23.9.12 : Porteurs d'envol
Je viens de lire la genèse du "Festin Nu" de William Burroughs ("La Luxure nue" par Gérard-Georges Lemaire, dans la revue “Les Épisodes”). Son séjour à Tanger, la drogue, la rédaction progressive de son manuscrit sur plusieurs années, les milliers de pages qu’il accumule sans s’y retrouver, le semblant d’écriture automatique qu’il dit vivre…
Ce qui me marque c’est la présence de ses amis écrivains. Kerouac et Ginsberg qui viennent à Tanger, pour l’aider à s’y retrouver. Ils font à plusieurs reprises un tri dans ses manuscrits, tapent à la machine pour sortir une épreuve lisible, font des pieds et des mains auprès d’éditeurs pour faire publier l’ouvrage… et arriveront à leur fin, non sans mal.
C’est beau, mais je ne peux que me dire que ce n’est plus possible aujourd’hui, ou peut-être déjà hier. J’ai le vif sentiment que l’abnégation n’existe pas, que l’on ne préférerait pas travailler pour quelqu’un d’autre que soi. Que l’envie et la concurrence ont supplanté tout ça. Je ne crois pas à l’entraide professionnelle dans le milieu artistique. Je n’y crois pas et pourtant elle peut exister. Qui aujourd’hui se battrait pour autre chose que se défendre ?

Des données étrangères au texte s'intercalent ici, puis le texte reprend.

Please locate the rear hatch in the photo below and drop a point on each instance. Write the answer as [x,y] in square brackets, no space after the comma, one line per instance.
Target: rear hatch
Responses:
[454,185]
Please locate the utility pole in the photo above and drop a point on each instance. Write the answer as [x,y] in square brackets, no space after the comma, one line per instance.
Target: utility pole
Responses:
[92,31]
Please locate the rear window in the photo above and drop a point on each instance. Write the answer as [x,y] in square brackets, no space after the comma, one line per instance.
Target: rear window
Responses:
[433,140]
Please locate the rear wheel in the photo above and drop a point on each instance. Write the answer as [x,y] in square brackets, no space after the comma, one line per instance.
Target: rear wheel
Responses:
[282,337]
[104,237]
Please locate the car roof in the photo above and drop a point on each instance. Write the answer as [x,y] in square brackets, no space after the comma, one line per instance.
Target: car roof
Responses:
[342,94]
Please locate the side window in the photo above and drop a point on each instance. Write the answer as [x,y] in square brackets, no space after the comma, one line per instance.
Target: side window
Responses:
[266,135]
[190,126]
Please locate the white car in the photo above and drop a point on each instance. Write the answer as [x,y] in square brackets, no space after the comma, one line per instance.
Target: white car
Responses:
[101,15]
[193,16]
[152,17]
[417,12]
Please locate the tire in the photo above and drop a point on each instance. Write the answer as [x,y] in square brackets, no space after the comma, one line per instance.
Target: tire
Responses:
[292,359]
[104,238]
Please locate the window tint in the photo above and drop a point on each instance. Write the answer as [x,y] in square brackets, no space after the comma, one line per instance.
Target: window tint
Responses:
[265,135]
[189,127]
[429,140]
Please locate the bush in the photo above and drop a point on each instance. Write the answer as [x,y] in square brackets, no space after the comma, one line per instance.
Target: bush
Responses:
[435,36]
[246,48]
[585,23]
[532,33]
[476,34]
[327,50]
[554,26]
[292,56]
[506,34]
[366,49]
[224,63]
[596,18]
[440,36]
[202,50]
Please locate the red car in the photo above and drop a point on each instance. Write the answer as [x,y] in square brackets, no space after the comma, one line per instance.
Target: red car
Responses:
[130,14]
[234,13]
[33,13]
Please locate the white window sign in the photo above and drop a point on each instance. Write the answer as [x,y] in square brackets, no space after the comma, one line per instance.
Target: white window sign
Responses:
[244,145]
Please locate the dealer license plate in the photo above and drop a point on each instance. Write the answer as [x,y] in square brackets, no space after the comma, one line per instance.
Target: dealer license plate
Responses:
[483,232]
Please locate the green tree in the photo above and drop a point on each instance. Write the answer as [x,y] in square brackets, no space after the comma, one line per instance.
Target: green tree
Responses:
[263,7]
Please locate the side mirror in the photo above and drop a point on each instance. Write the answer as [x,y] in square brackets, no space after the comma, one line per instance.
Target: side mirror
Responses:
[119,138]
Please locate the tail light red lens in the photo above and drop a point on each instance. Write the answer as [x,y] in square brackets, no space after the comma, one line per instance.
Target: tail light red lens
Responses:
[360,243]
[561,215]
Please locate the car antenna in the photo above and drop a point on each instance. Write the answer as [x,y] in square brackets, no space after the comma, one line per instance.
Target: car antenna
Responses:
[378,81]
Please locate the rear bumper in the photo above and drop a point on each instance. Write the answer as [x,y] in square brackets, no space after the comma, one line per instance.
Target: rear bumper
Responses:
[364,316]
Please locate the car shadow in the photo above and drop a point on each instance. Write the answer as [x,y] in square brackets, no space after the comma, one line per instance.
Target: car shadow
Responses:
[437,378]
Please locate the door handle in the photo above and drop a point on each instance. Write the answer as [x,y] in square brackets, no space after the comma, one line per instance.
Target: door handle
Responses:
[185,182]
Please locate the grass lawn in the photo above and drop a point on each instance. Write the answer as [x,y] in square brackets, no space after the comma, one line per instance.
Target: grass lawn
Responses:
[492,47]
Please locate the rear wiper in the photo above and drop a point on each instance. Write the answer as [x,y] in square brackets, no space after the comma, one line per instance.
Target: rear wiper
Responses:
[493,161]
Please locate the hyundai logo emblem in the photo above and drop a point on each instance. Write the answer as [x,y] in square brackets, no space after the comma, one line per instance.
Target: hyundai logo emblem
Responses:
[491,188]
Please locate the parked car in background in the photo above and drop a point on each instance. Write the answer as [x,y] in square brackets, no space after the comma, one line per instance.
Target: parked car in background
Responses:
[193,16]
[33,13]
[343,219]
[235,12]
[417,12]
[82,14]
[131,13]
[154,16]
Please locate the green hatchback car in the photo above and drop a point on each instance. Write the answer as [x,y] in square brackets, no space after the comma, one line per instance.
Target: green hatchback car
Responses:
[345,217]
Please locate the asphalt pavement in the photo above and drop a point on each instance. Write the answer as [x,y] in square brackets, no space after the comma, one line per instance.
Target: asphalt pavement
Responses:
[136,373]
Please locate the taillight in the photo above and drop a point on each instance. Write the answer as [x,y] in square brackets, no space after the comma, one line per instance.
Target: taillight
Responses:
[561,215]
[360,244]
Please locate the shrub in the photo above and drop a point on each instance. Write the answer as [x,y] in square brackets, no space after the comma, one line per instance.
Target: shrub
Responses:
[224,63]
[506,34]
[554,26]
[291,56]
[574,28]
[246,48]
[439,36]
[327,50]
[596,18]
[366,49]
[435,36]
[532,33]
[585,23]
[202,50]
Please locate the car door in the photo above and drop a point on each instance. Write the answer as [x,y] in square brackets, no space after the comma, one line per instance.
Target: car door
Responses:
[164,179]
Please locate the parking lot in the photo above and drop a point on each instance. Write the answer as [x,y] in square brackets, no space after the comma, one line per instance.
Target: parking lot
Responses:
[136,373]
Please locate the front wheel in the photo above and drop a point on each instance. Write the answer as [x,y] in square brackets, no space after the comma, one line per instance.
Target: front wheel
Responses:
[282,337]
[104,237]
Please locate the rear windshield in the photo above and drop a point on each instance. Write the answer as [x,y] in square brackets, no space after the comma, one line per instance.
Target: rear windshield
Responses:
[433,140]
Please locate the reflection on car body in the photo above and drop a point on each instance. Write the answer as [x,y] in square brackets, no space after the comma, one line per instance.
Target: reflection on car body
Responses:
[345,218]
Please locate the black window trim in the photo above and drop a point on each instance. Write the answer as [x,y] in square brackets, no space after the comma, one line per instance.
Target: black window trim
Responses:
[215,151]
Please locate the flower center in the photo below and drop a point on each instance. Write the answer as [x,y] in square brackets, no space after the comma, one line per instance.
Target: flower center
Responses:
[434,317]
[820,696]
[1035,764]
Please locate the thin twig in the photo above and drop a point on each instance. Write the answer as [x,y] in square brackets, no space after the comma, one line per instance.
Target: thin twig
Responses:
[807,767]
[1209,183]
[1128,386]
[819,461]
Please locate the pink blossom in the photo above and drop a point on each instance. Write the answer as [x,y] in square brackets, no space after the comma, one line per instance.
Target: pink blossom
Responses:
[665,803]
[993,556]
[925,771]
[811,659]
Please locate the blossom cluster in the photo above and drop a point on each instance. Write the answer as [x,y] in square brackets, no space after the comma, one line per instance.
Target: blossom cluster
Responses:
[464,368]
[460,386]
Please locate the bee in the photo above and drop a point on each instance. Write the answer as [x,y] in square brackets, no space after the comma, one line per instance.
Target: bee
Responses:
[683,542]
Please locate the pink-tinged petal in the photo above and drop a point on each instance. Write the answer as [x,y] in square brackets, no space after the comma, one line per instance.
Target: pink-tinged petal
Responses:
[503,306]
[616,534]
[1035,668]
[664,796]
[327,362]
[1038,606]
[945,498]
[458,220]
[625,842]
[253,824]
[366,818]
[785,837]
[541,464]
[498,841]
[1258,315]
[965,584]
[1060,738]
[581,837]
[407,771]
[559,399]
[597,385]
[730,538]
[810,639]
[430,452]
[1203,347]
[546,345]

J’ai conscience qu’ils se battaient – Kerouac et Ginsberg – également pour eux, contre la censure qui menaçait leur oeuvre à eux aussi, par exemple. Mais tout de même… il y avait une émulation. Je suis donc impressionné par cette histoire de talent qu’il faut à tout prix faire connaître, de propos subversifs qu’il faut amener au grand jour. De littérature qui s’assimile à une cause dans laquelle on s’oublie, plutôt que d’affiches dans la rue parisienne avec le portrait de l’écrivain pour mieux vendre son roman.